In the NRSV, this sentence seems like a non sequitur from Jesus’ teaching on the pattern for service that should define his disciples, but in reality, Jesus is using himself as the example of faithful leadership.  Note also that Jesus declares himself the Son of Man.  For a Gospel obsessed with keeping Jesus’ messianic secret, this verse really does unlock everything we need to know.
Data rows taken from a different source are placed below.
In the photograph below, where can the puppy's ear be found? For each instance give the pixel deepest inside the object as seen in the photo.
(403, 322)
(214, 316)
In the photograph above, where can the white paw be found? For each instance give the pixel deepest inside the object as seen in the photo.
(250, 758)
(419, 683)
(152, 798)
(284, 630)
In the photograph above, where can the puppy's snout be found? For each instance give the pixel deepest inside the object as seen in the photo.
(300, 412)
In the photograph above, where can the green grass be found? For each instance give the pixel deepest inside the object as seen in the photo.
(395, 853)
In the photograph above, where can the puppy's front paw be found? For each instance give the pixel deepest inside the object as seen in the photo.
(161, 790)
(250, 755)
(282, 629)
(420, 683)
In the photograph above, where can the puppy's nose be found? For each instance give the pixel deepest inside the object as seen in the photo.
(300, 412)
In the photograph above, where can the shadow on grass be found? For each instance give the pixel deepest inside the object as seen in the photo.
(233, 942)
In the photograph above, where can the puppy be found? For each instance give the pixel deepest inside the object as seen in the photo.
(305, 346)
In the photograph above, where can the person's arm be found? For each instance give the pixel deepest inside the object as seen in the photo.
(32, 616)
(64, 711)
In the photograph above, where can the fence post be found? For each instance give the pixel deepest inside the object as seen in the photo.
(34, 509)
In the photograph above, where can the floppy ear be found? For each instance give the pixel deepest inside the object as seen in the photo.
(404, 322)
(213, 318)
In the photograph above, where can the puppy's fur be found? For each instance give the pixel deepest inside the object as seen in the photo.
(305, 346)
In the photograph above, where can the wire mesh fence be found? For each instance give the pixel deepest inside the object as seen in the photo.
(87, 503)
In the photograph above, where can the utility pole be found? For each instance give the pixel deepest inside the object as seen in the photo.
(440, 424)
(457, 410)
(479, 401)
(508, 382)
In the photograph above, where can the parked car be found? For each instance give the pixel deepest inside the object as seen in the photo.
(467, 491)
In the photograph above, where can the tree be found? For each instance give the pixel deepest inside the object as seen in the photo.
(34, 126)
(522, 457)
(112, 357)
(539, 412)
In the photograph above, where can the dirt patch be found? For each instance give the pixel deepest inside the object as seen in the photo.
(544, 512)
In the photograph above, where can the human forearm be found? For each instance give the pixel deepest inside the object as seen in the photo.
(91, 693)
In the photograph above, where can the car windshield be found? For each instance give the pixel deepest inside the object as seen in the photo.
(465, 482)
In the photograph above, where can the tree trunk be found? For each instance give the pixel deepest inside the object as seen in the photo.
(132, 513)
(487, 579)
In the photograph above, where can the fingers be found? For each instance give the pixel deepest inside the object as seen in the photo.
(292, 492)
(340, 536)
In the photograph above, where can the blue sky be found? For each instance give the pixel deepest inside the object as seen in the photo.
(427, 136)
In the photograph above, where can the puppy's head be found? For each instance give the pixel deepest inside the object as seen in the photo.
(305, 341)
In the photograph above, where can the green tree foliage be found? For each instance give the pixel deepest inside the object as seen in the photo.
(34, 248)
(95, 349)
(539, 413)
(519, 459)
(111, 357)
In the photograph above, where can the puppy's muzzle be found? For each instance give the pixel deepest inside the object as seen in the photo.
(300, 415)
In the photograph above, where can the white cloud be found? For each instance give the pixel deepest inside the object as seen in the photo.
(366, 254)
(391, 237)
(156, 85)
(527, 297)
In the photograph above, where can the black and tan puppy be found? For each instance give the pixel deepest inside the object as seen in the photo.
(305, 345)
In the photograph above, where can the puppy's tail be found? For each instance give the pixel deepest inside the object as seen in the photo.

Jesus is the Son of Man, the anointed one for whom the world had been waiting.  He came to earth not as a god who is to be worshipped and adored, but he deigned to be like us and to show us how to live lives of humble service.  Finally, as the Son of Man, his life’s end (no pun intended) would be to die that we might have life abundant.  To paraphrase Thomas Cranmer, Mark 10:45 contains all things necessary for salvation, which makes it vitally important for the preacher to study it carefully and to take the time look beyond the Biblical text that comes printed on the lectionary insert from Morehouse.

We are able

The Sons of Thunder

In Sunday’s Gospel lesson, James and John, the two sons of Zebedee whom Jesus, earlier in Mark, named the Sons of Thunder, speak three of the most dangerous words in all of Scripture.  In fact, they are three of the most dangerous words in the life of faith in any age.

“We are able.”

Perhaps the only thing that could have made these words more dangerous would have been replacing the plural pronoun, “we,” with its singular version, “I.”  Throughout the course of human history, it has been in those moments when a person or a group of people think that they can go about life on their own, that the spiral into sin begins.  This is why Moses was so keen on having the people of Israel remember that it was God, and not him or them, that brought them out of bondage in Egypt and into the Promised Land.  It is imperative that we remember that it isn’t I or we that can accomplish anything, but instead, as our Baptismal Covenant says,

“I will, with God’s help.”

Of course, we all know how hard this is to remember.  The people of Israel forgot with regularity, which is why God gave them the Judges.  The disciples, even as they walked alongside Jesus, forgot.  They argued over which one was the greatest.  They failed to heal because they forgot to pray.  They ran in fear when the going go tough.  And, in this week’s lesson from Mark, they point blank told Jesus, “we are able.”  Truth be told, I’m pretty good at letting God know that I don’t need his help in my life as well.  When things are going well, it is so easy to think that you’ve done it on your own.  Even when times are tough, it is tempting to think that God has let you down.  The reality is, that everything we have, even the very breath within us, is a gift from God.  Everything we do is done with God’s help.